Someone started banging on the door again. My hand slipped and I nicked my chin. Damn. I dabbed at the blood with a shred of toilet paper. The banging grew louder.
‘Give me a fucking second, all right? I’ll be out in a moment.’
The banging stopped. Footsteps stomped away. I splashed water over my stinging face and reached for a damp towel. Then I grabbed one of my wife’s brushes and tried to push my hair around to try and cover up the receding patches at the front. It didn’t work. I gave up. Li Yang wouldn’t mind. I hoped.
The footsteps were stomping back.
‘Dad! Hurry up! What are you doing in there? Mum says you need to come out now so that I can get ready.’
I unlocked the door to find my red-faced daughter standing with her hands on her hips, still wearing her blue and white school tracksuit. Her nose creased up in an expression of distaste that was an exact facsimile of the one her mother always pulls just before she launches into a tirade – like a hawk drawing back its beak, its whole body tensing up as it prepares to swoop towards its prey.
‘Dad, you reek of baiju. What are people going to think?’
I opened my mouth, but wasn’t sure how to reply. I was missing some vital link in this conversation.
‘At least you shaved. Now can you let me get ready, please?’

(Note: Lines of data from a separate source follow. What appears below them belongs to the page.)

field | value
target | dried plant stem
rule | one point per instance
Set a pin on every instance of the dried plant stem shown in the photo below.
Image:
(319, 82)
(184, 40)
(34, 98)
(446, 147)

I stepped out of the way and she barged past, locking the bathroom door behind her. I can’t remember when we got the lock fitted. I remember in the early days of my marriage I used to wander in and brush my teeth while my wife would be combing her long dark hair, a single blue towel wrapped around her body.
Down the hall I found the bedroom door ajar. My wife was back. My initial instinct was of course to turn around and tiptoe away as quickly as possible, but I needed to at least change my shirt before I met Li Yang, to put on something that didn’t have the tang of sweat and nerves and stale smoke. I took a deep breath and walked in.
‘Oh, it’s you.’
She was buttoning up a high-necked brown blouse, and I wondered for a minute who else she thought it could have been coming into our bedroom. She had a wonderful way of making me feel that I wasn’t welcome in my own home.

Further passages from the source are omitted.